Todo comenzó en el domicilio de la víctima, según su escalofriante relato el agresor llegó al lugar fuera de sí. Armado con un cuchillo, intentó apuñalarla en repetidas ocasiones mientras profería amenazas de muerte que helaban la sangre: “Yo te voy a matar y luego me voy a matar yo. Nadie va a salir vivo de aquí”, gritaba el atacante en medio de un violento forcejeo. En un descuido del agresor, la víctima logró escapar de la vivienda y pedir auxilio a emergencias. Minutos después, efectivos de la Comisaría se desplazaron al lugar. Sin embargo, la llegada de la policía no detuvo al sujeto, la situación escaló a un nivel de dramatismo impensado. Al verse acorralado, el hombre se atrincheró dentro de la propiedad y tomó una botella que contenía ácido, rociándose el líquido sobre su propio cuerpo frente a la mirada de los uniformados.
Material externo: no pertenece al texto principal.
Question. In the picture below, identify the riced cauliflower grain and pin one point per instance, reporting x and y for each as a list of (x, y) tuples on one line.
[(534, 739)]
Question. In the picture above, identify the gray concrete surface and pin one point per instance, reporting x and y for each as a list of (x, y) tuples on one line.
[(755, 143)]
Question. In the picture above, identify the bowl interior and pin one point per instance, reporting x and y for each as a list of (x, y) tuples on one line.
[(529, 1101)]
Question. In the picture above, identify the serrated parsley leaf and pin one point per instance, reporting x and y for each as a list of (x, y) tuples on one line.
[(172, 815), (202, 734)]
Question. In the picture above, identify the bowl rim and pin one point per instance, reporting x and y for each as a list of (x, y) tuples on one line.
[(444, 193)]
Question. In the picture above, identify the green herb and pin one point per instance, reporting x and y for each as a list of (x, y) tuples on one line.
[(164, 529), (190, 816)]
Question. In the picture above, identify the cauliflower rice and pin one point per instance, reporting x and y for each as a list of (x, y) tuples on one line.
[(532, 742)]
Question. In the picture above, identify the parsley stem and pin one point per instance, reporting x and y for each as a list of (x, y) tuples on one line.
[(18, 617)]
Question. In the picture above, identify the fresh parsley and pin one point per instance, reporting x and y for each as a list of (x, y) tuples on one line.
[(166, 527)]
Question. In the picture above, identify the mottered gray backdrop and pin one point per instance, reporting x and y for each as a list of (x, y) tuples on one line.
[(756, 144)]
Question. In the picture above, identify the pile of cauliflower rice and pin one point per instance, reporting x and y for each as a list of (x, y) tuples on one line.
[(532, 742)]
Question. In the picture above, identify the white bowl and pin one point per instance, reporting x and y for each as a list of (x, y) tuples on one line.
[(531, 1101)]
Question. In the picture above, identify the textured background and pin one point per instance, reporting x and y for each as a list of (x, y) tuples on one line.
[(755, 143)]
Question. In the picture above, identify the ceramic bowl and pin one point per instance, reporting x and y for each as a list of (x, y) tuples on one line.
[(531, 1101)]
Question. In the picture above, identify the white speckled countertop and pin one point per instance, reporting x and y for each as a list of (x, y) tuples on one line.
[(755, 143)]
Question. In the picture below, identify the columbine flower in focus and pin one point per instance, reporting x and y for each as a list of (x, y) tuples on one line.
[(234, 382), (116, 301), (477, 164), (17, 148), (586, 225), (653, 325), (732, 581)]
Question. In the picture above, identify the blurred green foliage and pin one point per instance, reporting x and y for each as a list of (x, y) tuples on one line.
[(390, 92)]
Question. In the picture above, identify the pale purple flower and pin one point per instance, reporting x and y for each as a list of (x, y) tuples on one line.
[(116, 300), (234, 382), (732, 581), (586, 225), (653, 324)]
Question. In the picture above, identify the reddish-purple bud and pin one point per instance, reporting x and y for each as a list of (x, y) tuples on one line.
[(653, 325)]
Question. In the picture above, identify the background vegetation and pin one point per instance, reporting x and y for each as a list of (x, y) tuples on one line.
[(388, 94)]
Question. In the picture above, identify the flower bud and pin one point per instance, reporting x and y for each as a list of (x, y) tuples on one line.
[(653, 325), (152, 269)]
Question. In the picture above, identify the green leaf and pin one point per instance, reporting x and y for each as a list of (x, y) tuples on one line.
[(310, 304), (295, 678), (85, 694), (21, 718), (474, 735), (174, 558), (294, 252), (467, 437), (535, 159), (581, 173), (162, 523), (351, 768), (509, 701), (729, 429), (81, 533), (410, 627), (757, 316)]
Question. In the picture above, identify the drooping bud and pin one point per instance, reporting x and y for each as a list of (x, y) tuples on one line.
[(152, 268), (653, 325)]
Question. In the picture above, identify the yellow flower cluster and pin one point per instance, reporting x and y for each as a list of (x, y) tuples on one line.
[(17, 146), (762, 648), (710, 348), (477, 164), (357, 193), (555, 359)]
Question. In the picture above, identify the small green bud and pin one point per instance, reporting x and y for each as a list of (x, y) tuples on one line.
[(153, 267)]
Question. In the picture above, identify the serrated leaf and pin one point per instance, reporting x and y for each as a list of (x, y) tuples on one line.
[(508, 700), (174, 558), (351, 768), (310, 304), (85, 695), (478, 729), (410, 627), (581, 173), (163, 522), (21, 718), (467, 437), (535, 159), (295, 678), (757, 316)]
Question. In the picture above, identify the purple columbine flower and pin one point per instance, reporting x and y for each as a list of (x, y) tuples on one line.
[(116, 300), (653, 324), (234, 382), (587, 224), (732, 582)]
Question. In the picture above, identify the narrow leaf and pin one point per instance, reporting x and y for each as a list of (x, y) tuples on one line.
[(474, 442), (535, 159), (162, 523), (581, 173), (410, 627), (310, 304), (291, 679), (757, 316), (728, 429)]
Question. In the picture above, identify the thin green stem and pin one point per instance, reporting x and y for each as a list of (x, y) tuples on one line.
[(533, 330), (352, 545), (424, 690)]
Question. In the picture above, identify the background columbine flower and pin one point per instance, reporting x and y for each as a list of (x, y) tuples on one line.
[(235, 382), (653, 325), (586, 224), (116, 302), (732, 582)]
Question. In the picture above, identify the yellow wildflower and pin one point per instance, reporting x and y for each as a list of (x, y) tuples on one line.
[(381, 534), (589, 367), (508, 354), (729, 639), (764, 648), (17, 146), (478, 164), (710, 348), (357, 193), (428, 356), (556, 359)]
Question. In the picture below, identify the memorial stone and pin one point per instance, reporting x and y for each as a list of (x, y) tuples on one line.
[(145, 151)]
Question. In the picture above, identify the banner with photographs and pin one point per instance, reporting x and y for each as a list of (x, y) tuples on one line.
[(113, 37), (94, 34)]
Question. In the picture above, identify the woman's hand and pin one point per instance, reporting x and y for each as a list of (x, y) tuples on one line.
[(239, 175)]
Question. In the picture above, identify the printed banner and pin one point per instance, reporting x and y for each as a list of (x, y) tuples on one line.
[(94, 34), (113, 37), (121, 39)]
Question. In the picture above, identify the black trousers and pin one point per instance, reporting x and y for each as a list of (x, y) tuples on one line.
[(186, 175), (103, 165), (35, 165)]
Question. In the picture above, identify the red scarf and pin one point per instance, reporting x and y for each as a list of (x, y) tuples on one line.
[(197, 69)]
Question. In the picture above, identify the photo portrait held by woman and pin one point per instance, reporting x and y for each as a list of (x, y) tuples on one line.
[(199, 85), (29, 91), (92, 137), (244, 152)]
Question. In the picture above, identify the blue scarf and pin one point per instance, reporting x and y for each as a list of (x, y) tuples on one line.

No conforme con las quemaduras químicas, el sujeto tomó un cable de electricidad y amenazó con electrocutarse si los agentes intentaban ingresar por la fuerza. Tras varias horas de una tensa negociación liderada por especialistas, el agresor finalmente se entregó y fue detenido. Debido a las lesiones autoinfligidas, fue trasladado de urgencia al hospital bajo custodia policial.
La investigación quedó en manos de la Fiscalía y se ordenó el secuestro de los elementos utilizados en el ataque. Se espera que en las próximas horas se formalice la imputación en contra del detenido, la cual incluiría el delito de homicidio en grado de tentativa calificado por el vínculo y violencia de género. La víctima recibe asistencia psicológica tras la traumática experiencia vivida.